Alors que nous entamons 2026, prenons une brève pause pour reprendre notre souffle et poser la question suivante : pourquoi tout va si vite ? Revenons d’abord sur quelques événements récents de cet automne.

De héros à zéro en six mois

Entre le moment où Pablo Rodriguez a été choisi pour diriger le Parti libéral du Québec (PLQ), le 14 juin dernier, et le premier signe de dérapage avec le congédiement de sa chef de cabinet, Geneviève Hinse, le 17 novembre, cinq mois se sont écoulés. C’était sa première crise comme chef de parti.

De mystérieux (et, disons‑le, grammaticalement atroces) textos évoquant des « brownies » en échange de votes, jusqu’au garden party d’un ami malcommode qui ne voyait pas d’inconvénient à ce qu’on rembourse des dons politiques, un récit implacable de faits s’est imposé, comblé de spéculations publiques. Tels des automobilistes ralentissant devant un carambolage, nous avons collectivement observé la direction de Rodriguez se désagréger en direct, en attendant le moment inévitable où, acculé au mur, il crierait « Assez ! », déposerait les armes et accepterait de remettre sa démission.

Bien qu’on eût l’impression que tout ça a pris une éternité (et surtout au sein du PLQ), l’effondrement n’a pris que quatre semaines.
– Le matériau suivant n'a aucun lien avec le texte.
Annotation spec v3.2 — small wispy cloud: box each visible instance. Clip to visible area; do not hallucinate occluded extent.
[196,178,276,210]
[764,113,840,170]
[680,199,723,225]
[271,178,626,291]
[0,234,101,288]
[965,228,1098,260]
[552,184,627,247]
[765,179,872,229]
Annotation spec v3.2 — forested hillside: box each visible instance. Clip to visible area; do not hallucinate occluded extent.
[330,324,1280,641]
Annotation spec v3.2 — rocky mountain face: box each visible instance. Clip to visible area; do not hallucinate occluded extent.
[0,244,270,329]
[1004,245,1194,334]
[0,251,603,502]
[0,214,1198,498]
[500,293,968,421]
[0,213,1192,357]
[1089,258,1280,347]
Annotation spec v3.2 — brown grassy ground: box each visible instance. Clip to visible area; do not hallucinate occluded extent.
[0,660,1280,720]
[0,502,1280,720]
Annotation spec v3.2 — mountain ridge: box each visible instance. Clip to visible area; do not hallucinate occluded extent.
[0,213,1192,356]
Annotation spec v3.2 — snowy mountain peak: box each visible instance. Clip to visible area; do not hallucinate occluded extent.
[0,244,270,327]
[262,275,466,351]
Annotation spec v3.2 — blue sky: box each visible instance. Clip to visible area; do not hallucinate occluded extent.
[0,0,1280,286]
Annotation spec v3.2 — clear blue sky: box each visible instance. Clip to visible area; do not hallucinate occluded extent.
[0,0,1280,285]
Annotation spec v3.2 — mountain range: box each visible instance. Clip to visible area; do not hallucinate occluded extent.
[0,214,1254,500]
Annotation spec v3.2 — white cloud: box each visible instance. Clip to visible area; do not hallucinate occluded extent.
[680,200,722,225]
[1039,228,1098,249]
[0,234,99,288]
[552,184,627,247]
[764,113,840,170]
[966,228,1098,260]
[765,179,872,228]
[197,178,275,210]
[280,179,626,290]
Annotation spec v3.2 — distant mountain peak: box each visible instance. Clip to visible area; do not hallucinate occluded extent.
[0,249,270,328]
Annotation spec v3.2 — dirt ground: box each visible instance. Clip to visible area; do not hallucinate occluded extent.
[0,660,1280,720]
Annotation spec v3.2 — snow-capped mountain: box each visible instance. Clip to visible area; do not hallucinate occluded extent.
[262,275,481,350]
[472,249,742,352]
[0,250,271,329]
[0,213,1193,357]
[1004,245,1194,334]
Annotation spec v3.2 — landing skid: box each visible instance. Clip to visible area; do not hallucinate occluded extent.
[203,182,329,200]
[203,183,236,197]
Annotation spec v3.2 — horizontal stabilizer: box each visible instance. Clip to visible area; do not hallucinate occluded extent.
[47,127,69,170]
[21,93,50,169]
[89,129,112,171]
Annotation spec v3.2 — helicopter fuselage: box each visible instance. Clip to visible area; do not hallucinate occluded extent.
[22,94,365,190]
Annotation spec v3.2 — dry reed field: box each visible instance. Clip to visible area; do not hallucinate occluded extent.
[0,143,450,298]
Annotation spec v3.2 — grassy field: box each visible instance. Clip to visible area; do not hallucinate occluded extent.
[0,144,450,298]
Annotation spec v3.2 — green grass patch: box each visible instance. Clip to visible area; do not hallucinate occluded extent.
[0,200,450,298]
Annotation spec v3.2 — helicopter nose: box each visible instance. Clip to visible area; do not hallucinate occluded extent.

Le système politico-médiatique n’a plus la patience d’attendre les résultats d’une enquête — le simple soupçon d’une enquête exige une action décisive, sous peine de ternir la réputation du parti.

Semblable, mais pas pareil

La commission Charbonneau a été lancée en octobre 2011, et ce n’est qu’un an plus tard, le 5 novembre 2012, que le maire de Montréal de l’époque, Gérald Tremblay, a annoncé sa démission, tout en continuant de nier avoir eu connaissance des stratagèmes de corruption au sein de son administration.

S’adressant aux Montréalais, Tremblay évoquait un avertissement de son père : « Quand j’étais jeune, mon père m’a dit de ne jamais faire de politique parce que c’était sale et que ça me détruirait. »

Pablo Rodriguez s’est lui aussi remémoré un avertissement similaire de son père dans une vidéo publiée sur son site de campagne à la direction : « Mon fils, le Canada est un pays d’opportunités, tu peux faire ce que tu veux. Mais s’il te plaît — pas de politique. »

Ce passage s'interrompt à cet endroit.